WIKIMEDIA, SUSAN ARNOLDThe District Attorney (DA) of Travis County, Texas, is investigating the Cancer Prevention and Research Institute of Texas (CPRIT) in Austin for possible criminal activity surrounding a recent round of grants it dished out, Nature reported. Concerns seem to revolve around awards given to companies owned by Dallas businessman David Shanahan, who was a major campaign contributor to both Texas governor Rick Perry and Lieutenant Governor David Dewhurst, “who control many of the levers when state dollars are handed out for economic development programs,” The Dallas Morning News reported. Though Shanahan claimed that his campaign contributions—$20,000 to Dewhurst and $15,000 to Perry since 2007—had “no impact of which I am aware” on the public dollars his companies received, his awards from CPRIT came despite receiving low scores from grant reviewers there, raising questions about the politics of CPRIT’s funding mechanism.
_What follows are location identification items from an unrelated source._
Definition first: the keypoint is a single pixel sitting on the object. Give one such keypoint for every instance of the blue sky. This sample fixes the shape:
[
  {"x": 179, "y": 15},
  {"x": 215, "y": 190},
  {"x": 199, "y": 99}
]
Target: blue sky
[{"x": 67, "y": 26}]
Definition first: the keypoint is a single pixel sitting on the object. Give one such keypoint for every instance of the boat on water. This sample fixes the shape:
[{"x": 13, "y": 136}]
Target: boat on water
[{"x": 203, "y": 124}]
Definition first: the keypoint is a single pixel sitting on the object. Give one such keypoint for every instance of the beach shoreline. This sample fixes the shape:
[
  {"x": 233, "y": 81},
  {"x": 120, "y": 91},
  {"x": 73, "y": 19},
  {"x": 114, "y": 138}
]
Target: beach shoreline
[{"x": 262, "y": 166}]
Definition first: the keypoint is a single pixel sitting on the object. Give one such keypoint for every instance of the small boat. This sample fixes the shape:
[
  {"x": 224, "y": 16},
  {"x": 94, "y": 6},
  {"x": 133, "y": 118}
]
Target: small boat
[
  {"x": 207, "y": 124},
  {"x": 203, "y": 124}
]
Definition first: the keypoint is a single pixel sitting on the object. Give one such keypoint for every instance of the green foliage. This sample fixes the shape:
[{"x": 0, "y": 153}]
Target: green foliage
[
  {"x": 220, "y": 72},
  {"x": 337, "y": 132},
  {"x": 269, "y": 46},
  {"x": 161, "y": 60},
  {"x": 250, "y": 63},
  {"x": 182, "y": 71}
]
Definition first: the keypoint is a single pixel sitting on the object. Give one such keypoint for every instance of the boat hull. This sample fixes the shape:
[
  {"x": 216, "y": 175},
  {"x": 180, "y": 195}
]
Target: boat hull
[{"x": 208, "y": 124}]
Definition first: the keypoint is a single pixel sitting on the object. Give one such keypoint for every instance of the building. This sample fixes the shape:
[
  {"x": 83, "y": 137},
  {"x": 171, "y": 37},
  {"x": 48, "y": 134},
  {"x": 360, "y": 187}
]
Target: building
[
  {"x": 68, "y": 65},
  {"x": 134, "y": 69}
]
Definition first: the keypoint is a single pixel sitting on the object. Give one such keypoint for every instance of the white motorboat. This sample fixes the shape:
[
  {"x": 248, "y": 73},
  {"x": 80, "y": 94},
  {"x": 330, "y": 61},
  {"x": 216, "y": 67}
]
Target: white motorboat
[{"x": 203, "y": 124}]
By awarding more money to Texas companies, as opposed to university researchers, “there is much more of a chance, using this mechanism, for favoritism to be given, and for politics to be inserted into the process,” J. Wade Harper, a Harvard Medical School professor, told The Dallas Morning News. Citing concerns over the integrity of its peer-review process, Harper recently resigned from CPRIT’s team of reviews—along with many of the rest of the 100 researchers that made up the agency’s expert roster, as well as its entire 8-member scientific review council. These resignations followed those of Nobel Laureate Alfred Gilman, who had served as CPRIT’s chief scientific officer, and another Nobel Prize-winner, Phillip Sharp of the Massachusetts Institute of Technology, former chair of the review council.
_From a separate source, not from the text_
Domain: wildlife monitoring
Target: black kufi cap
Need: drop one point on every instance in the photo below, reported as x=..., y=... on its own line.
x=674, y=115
Last week (December 7), the DA wrote two letters to CPRIT to notify the institution of the investigation, warning that destroying any documents is a criminal offense. “We will be in touch in the near future with a subpoena or other legal demand for documents and/or electronic mail,” the letters read.

The DA’s office is also examining an $11 million CPRIT grant awarded to Dallas-based Peloton Therapeutics in 2010, Gregg Cox, director of the public integrity unit in the DA’s office, told Nature. The grant was apparently never subjected to the appropriate peer review channels before being submitted to the oversight committee for approval—a fact that became apparent during an audit this past September—and according to a letter by Jay Dyer, the Attorney General’s appointed representative to the CPRIT governing board, CPRIT Executive Director Bill Gimson took an additional 2 months to alert CPRIT’s governing board to the matter.

Gimson submitted his resignation on Monday (December 10), stating he has “been placed in a situation where I feel I can [no] longer be effective.”